We are told Swearinger was drafted to play both safety positions, and “definitely qualifies for that.” They are dismayed with the choice of Montgomery by an organization that values character so highly. Maybe GM Rick Smith is throwing a bone to all those fans that think the Texans employ too many choirboys.
The value in the case of Trevardo Williams is seen as a plus, and Quessenberry is a steal in sixth round. The remainder of the class was drafted just where it should have been by virtue of its talent.
Here are the players and their grades:
- DeAndre Hopkins: A
- D.J. Swearinger: B+
- Brennan Williams: B-
- Sam Montgomery: C-
- Trevardo Williams: B+
- David Quessenberry: A
- Alan Bonner: B
- Chris Jones: C+
- Ryan Griffin: B-
To summarize, individually the Texans drafted a group of players that collectively earn 27 quality points for a “B” average. By the result of some indescribable added value, their overall grade is an “A.”
It’s been said drafting professional athletes is an inexact science. These same holds true for writing about it, or so it seems.
This ESPN poll is included just for its visual appeal. As you can see, 40 percent of the nation is red and gave the Texans a grade of "B." The green or "C" states represent 28 percent of the total votes while only 19 percent were blue or "A" voters.
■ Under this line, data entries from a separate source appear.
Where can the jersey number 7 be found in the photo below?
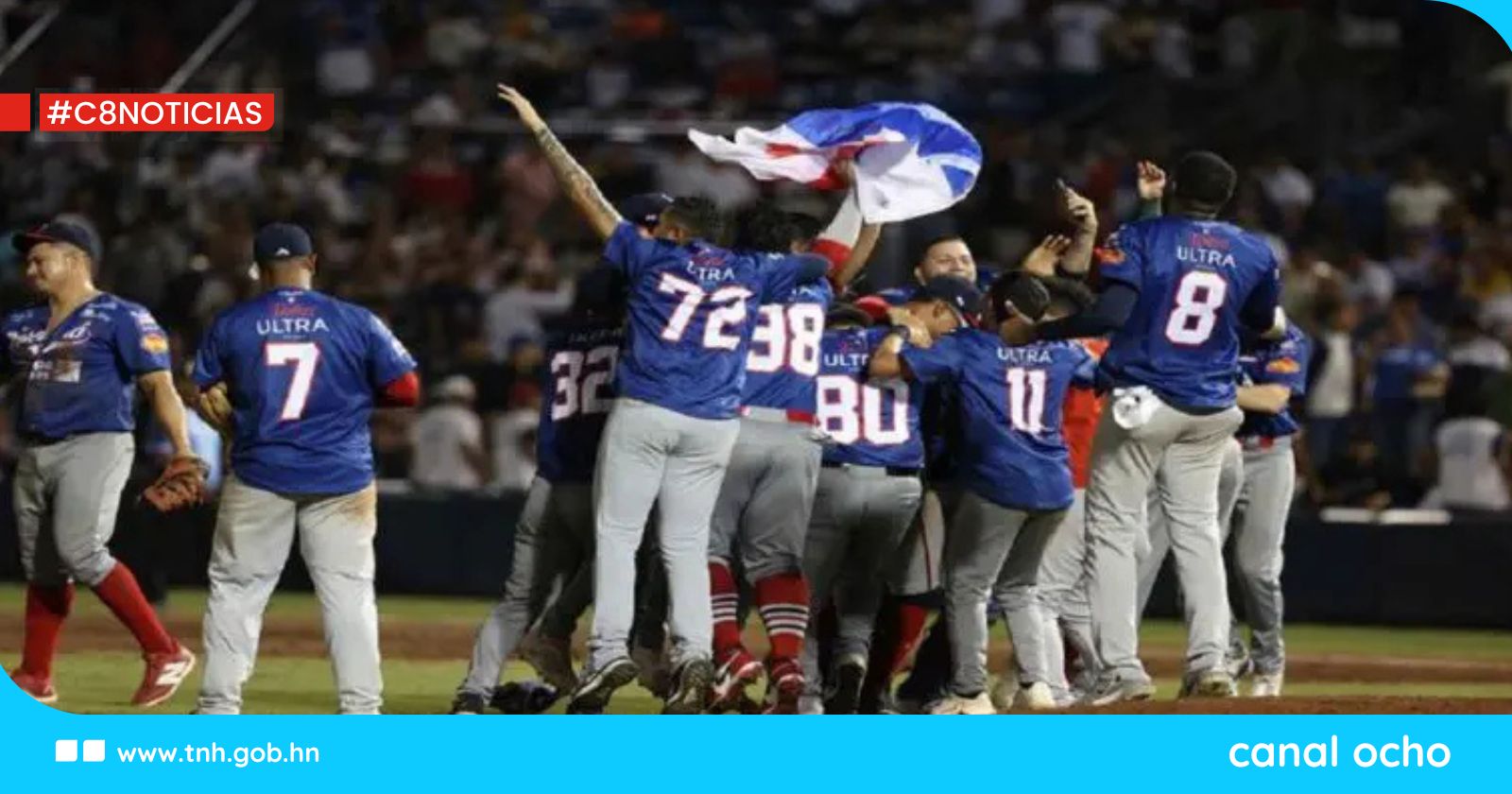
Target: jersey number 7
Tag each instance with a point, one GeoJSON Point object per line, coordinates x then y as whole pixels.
{"type": "Point", "coordinates": [304, 355]}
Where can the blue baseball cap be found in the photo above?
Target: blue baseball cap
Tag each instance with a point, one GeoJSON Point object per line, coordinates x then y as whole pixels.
{"type": "Point", "coordinates": [644, 209]}
{"type": "Point", "coordinates": [282, 241]}
{"type": "Point", "coordinates": [957, 292]}
{"type": "Point", "coordinates": [76, 234]}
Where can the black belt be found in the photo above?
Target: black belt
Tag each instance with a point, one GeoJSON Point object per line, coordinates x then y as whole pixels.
{"type": "Point", "coordinates": [892, 471]}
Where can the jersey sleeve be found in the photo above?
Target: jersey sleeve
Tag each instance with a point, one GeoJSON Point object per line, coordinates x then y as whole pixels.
{"type": "Point", "coordinates": [387, 357]}
{"type": "Point", "coordinates": [208, 370]}
{"type": "Point", "coordinates": [939, 362]}
{"type": "Point", "coordinates": [627, 250]}
{"type": "Point", "coordinates": [1123, 257]}
{"type": "Point", "coordinates": [141, 342]}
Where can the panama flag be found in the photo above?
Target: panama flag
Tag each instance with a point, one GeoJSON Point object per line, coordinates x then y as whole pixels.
{"type": "Point", "coordinates": [911, 158]}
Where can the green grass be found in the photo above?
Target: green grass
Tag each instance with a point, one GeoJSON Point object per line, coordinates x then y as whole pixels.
{"type": "Point", "coordinates": [98, 682]}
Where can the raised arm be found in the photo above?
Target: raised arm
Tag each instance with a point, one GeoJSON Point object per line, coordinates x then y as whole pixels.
{"type": "Point", "coordinates": [575, 181]}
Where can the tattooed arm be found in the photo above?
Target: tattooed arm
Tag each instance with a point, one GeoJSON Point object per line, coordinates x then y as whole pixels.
{"type": "Point", "coordinates": [574, 179]}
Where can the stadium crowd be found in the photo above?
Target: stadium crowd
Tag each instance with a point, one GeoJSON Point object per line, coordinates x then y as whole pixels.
{"type": "Point", "coordinates": [1391, 208]}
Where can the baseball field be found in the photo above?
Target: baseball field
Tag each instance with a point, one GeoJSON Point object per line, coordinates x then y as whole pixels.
{"type": "Point", "coordinates": [427, 640]}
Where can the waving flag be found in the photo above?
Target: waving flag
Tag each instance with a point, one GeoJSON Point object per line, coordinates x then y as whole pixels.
{"type": "Point", "coordinates": [911, 158]}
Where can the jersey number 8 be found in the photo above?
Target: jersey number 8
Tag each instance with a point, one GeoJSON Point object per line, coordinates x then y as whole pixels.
{"type": "Point", "coordinates": [851, 412]}
{"type": "Point", "coordinates": [1199, 295]}
{"type": "Point", "coordinates": [579, 382]}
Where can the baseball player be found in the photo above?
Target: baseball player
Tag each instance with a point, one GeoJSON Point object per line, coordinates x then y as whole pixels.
{"type": "Point", "coordinates": [869, 488]}
{"type": "Point", "coordinates": [670, 433]}
{"type": "Point", "coordinates": [554, 537]}
{"type": "Point", "coordinates": [764, 504]}
{"type": "Point", "coordinates": [1176, 292]}
{"type": "Point", "coordinates": [73, 363]}
{"type": "Point", "coordinates": [1015, 476]}
{"type": "Point", "coordinates": [294, 377]}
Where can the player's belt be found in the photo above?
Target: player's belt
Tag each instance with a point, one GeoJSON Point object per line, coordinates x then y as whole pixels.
{"type": "Point", "coordinates": [778, 415]}
{"type": "Point", "coordinates": [889, 471]}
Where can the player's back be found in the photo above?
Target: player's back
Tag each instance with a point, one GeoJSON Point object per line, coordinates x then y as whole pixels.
{"type": "Point", "coordinates": [692, 309]}
{"type": "Point", "coordinates": [301, 371]}
{"type": "Point", "coordinates": [579, 382]}
{"type": "Point", "coordinates": [1194, 279]}
{"type": "Point", "coordinates": [783, 355]}
{"type": "Point", "coordinates": [868, 423]}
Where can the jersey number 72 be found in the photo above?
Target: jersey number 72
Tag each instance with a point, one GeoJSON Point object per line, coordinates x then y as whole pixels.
{"type": "Point", "coordinates": [304, 355]}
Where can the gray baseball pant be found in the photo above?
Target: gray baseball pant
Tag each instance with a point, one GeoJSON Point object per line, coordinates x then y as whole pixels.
{"type": "Point", "coordinates": [253, 534]}
{"type": "Point", "coordinates": [994, 551]}
{"type": "Point", "coordinates": [1260, 529]}
{"type": "Point", "coordinates": [655, 456]}
{"type": "Point", "coordinates": [1063, 599]}
{"type": "Point", "coordinates": [1183, 453]}
{"type": "Point", "coordinates": [67, 495]}
{"type": "Point", "coordinates": [552, 544]}
{"type": "Point", "coordinates": [861, 514]}
{"type": "Point", "coordinates": [767, 498]}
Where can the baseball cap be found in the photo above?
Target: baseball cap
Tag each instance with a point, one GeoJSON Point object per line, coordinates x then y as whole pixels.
{"type": "Point", "coordinates": [76, 234]}
{"type": "Point", "coordinates": [957, 292]}
{"type": "Point", "coordinates": [282, 241]}
{"type": "Point", "coordinates": [644, 209]}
Of the more than 5,400 votes cast, 725 were from Texas. A slim majority of 51 percent turned the Lone Star State into a blue state, the first time that has happened since the election of LBJ. Accept my apologies for injecting politics into sports discussion.
The most peculiar blue state is South Carolina, where 41 percent of the 56 votes gave the Texans an "A." West Virginia, Kansas, Arizona and Alaska are all gray, meaning they abstained from the vote.
Even though they have had more recent success than the Dallas Cowboys, the Houston Texans are not yet America's Team.